Ketika itu Halim masih duduk ditingkat dua MOSVIA.  Sebagai seorang pemuda ia tidak luput dari kewajiban milisi itu.  Angkatan Laut Hindia Belanda menentukan tempat baginya yaitu pendidikan  opsir torpedo di Surabaya.   Tetapi pendidikan ini tidak sampai diselesaikannya.   Akhir tahun 1941 Jepang menjamah wilayah Pasifik.   Tanggal 8 Desember 1941 Jepang menyerang Pangkalan Angkatan Laut Amerika di Pearl Harbor.  Sesudah itu mereka mengarahkan ancamannya ke Indonesia, wilayah yang memiliki bahan mentah yang sangat penting bagi keperluan perang itu.   Angkatan Perang Hindia  Belanda tidak mampu menandingi keunggulan Angkatan Perang Jepang.  Tanggal 8 Maret 1942 Panglima Angkatan Perang Hindia Belanda menyerah tanpa syarat di Kalijati, Jawa Barat.

Sebelum penyerahan tanpa syarat terjadi, Halim beserta seluruh staf dan siswa pendidikan Opsir Angkatan Laut Hindia Belanda telah dipindahkan ke Amerika Serikat.   Di tempat yang baru ini ia memperoleh kesempatan untuk melanjutkan pendidikan militernya.  Ia pindah mengikuti pendidikan pada Royal Canadian Air Forces sebagai peninjau.

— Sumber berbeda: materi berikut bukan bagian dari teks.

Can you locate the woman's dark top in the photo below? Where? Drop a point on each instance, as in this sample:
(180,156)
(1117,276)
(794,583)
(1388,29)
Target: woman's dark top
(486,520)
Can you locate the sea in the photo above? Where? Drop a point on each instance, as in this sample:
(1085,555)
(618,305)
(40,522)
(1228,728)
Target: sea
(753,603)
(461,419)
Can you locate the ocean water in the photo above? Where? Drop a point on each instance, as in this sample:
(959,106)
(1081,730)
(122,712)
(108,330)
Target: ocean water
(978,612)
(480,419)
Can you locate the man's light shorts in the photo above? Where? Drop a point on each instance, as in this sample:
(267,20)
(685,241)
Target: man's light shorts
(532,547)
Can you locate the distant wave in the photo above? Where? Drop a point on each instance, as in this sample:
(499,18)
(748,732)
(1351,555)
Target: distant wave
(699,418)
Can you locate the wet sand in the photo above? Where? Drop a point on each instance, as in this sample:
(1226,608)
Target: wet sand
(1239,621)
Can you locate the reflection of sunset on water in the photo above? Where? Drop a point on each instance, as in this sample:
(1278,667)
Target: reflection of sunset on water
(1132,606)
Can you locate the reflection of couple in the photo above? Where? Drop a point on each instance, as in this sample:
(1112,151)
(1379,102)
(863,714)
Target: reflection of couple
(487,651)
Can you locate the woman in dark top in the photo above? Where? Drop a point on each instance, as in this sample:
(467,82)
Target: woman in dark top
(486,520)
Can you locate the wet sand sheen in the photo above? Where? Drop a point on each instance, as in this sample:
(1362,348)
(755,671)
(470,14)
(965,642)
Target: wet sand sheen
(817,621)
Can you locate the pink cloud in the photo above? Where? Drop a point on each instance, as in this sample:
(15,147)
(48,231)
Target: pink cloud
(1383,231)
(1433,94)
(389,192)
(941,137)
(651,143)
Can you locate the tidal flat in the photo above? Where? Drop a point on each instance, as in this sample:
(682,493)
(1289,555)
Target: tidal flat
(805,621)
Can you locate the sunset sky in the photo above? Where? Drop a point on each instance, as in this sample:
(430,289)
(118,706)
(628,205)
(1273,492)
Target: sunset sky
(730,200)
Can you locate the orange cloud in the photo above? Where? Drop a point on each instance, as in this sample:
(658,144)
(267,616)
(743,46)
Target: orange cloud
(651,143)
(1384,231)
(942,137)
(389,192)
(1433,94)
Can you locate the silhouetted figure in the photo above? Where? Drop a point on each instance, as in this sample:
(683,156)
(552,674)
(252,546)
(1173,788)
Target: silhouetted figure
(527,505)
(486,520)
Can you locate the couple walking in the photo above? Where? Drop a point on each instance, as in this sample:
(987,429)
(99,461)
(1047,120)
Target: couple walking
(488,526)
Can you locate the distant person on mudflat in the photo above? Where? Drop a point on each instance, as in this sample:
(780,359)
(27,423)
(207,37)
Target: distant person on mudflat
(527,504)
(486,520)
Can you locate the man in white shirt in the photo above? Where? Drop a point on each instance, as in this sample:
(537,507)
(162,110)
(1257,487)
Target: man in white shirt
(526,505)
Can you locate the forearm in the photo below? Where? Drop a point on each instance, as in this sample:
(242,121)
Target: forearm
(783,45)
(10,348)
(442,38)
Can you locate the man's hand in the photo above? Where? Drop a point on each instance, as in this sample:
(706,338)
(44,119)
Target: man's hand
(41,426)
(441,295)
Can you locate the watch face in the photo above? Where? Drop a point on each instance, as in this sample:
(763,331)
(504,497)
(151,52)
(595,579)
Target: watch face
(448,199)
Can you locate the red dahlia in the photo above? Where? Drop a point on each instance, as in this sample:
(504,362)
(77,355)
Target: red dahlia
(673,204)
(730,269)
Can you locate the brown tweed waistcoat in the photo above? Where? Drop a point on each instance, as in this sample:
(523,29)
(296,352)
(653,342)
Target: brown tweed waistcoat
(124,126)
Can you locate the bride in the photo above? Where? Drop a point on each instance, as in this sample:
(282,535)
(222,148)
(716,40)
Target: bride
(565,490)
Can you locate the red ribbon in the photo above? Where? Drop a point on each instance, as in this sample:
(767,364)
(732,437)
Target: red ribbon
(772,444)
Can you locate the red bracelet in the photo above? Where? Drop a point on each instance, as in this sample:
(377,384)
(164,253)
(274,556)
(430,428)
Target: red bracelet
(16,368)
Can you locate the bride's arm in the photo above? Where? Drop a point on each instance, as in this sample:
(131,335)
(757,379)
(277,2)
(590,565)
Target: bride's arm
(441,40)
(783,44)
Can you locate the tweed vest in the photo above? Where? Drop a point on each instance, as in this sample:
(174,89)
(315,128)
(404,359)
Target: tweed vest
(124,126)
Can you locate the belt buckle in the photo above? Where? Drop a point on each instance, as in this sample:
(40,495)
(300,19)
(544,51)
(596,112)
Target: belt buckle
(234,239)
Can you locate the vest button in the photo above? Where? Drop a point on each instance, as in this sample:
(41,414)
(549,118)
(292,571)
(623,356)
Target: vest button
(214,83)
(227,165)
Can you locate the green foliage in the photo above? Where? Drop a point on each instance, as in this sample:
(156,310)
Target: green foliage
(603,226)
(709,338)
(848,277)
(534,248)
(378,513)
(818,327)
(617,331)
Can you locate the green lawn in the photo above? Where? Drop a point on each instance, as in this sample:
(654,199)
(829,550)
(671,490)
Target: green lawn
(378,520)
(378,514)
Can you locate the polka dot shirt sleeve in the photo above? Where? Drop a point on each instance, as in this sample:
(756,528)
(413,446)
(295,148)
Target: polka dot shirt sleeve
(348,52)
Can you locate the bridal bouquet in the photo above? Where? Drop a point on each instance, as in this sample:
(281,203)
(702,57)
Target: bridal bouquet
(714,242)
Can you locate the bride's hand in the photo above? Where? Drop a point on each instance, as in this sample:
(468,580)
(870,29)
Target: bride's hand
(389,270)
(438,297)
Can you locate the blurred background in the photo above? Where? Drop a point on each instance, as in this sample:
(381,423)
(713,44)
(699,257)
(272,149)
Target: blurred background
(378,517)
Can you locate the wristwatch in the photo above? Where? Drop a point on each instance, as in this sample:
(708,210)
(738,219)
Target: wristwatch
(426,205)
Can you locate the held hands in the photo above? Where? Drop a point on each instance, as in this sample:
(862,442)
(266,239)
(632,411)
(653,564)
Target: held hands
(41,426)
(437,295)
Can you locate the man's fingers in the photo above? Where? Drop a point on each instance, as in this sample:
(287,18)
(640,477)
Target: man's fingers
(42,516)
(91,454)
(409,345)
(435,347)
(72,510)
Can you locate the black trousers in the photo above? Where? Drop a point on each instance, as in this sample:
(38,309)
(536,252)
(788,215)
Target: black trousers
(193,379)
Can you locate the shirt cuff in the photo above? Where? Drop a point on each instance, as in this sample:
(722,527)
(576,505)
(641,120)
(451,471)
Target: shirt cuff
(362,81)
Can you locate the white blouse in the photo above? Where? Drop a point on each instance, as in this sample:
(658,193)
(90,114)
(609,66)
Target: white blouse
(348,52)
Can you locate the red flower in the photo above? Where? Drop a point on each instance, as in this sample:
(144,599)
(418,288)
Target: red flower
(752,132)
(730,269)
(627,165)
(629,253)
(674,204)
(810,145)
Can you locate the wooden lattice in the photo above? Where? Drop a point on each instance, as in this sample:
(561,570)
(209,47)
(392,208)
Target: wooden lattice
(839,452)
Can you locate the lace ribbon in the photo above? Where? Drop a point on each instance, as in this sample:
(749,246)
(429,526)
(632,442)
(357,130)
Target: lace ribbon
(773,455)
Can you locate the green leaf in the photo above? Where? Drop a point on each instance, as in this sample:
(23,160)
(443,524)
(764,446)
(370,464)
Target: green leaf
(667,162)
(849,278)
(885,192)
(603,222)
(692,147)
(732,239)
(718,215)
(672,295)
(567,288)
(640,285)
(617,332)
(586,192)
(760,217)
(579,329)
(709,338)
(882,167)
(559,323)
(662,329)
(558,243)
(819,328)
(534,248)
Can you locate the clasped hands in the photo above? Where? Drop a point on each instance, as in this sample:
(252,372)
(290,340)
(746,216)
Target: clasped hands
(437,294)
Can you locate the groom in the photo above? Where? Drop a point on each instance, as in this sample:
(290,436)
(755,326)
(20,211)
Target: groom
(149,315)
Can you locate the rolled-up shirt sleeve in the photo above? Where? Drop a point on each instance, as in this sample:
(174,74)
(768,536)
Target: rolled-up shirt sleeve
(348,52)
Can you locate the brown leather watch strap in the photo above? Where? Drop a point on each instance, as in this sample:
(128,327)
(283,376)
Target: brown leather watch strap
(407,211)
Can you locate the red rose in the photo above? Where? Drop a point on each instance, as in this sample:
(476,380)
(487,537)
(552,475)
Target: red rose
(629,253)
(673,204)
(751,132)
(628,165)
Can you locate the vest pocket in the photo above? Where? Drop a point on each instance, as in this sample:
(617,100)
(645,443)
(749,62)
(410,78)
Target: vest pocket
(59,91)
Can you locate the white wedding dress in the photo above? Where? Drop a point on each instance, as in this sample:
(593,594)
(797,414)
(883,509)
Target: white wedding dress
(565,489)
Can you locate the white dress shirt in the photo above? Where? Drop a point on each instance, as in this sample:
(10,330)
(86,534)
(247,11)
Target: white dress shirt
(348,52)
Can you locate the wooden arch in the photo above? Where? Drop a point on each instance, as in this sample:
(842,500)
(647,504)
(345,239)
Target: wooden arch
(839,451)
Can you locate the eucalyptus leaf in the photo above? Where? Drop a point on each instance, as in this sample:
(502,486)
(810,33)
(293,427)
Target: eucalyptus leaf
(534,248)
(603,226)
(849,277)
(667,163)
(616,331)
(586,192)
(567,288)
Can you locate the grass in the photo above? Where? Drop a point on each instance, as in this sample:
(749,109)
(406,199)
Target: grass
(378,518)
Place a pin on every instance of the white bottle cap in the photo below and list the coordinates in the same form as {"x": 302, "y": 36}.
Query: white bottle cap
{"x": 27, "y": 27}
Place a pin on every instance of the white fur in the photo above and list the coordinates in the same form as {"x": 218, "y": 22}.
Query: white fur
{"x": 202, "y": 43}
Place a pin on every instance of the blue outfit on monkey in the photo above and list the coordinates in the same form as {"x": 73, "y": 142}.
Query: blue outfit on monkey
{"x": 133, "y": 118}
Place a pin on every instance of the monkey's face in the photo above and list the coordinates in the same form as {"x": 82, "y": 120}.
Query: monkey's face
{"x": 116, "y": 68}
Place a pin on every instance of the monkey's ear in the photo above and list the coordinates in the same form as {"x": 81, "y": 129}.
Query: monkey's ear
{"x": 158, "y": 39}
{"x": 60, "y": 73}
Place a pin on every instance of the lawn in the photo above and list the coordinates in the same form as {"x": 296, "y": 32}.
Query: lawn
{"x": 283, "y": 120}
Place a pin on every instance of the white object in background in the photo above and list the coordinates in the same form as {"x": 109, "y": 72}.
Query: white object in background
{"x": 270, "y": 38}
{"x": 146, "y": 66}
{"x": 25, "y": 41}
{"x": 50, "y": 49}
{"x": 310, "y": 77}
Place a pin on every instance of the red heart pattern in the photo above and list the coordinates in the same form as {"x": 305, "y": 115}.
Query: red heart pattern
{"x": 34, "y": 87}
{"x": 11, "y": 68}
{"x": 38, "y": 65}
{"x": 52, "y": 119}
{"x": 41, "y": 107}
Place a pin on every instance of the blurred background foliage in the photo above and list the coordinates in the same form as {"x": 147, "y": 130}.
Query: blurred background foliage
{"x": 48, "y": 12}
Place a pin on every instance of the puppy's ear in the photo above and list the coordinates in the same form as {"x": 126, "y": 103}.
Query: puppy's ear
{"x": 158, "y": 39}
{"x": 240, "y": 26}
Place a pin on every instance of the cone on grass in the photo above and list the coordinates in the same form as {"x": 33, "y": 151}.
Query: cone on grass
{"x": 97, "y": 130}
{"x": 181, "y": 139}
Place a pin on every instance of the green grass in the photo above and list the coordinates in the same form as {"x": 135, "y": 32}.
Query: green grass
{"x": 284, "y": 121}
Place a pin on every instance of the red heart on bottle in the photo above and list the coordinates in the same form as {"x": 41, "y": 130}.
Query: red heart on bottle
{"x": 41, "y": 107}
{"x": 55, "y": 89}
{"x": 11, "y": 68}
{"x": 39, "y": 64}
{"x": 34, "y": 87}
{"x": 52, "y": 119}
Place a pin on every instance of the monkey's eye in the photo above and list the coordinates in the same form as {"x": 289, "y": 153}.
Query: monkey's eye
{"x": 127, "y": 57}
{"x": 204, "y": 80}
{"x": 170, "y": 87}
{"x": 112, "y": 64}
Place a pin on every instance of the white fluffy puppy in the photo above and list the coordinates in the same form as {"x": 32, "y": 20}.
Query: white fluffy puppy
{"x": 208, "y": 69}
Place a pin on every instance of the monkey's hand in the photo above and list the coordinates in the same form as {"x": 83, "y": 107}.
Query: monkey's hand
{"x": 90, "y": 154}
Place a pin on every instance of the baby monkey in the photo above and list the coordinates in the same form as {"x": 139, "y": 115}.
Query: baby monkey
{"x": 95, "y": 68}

Tugas-tugas yang dilakukan  Halim selaku penerbang Angkatan Laut , banyak terpusat di Eropa.   Di benua inilah  ia memperoleh kematangan jiwa  dan pengalaman yang kelak disumbangkan  bagi bangsa dan negaranya.

Sesudah perang berakhir, ia kembali ke Indonesia.  Ia tidak lagi  menemui kekuasaan asing di wilayah ini.  Sebuah negara baru sudah berdiri.   Suatu pemerintahan yang dipimpin oleh bangsanya sendiri, giat membenahi diri.   Tetapi pemerintahan itu pun sedang menghadapi tantangan  dari kekuatan luar  yang ingin kembali menegakkan kekuasaannya yang lama.

Dalam suasana demikian, tidak sulit bagi  Halim untuk mencari tempat di tengah-tengah bangsanya.   Pengalamannya memberikan arah ketempat yang harus dipilihnya.  Pada saat itu pula S. Suryadarma dibantu oleh beberapa tenaga lain seperti Agustinus Adisutjipto dan Abdulrachman  Saleh, sedang sibuk membangun kekuatan udara.   Kedatangan Halim Perdanakusuma di tanah air diketahui oleh S. Suryadarma .  Seorang utusan, Kapten Udara Arifin Marzuki  yang kebetulan  adalah adik ipar Halim, dikirim untuk menemuinya.   Utusan itu membawa pesan Suryadarma mengajak Halim untuk turut menyumbangkan tenaganya  membangun kekuatan udara.  Ajakan itu diterima dengan senang hati.   Halim segera berangkat ke Yogyakarta dan sejak saat itu  mulailah kesibukannya membina TKR Jawatan Penerbangan.

Sesuai dengan keahliannya dan pengalaman yang dimilikinya, Halim diserahi tugas  sebagi Perwira Operasi.  Ia bertanggungjawab  atas pelaksanaan tugas  operasi udara.  Tugas itu meliputi banyak bidang, antara lain menembus blokade udara Belanda, mengatur siasat serangan udara atas daerah lawan, operasi penerjunan  pasukan di luar Jawa dan penyelenggaraan operasi penerbangan dalam rangka pembinaan wilayah.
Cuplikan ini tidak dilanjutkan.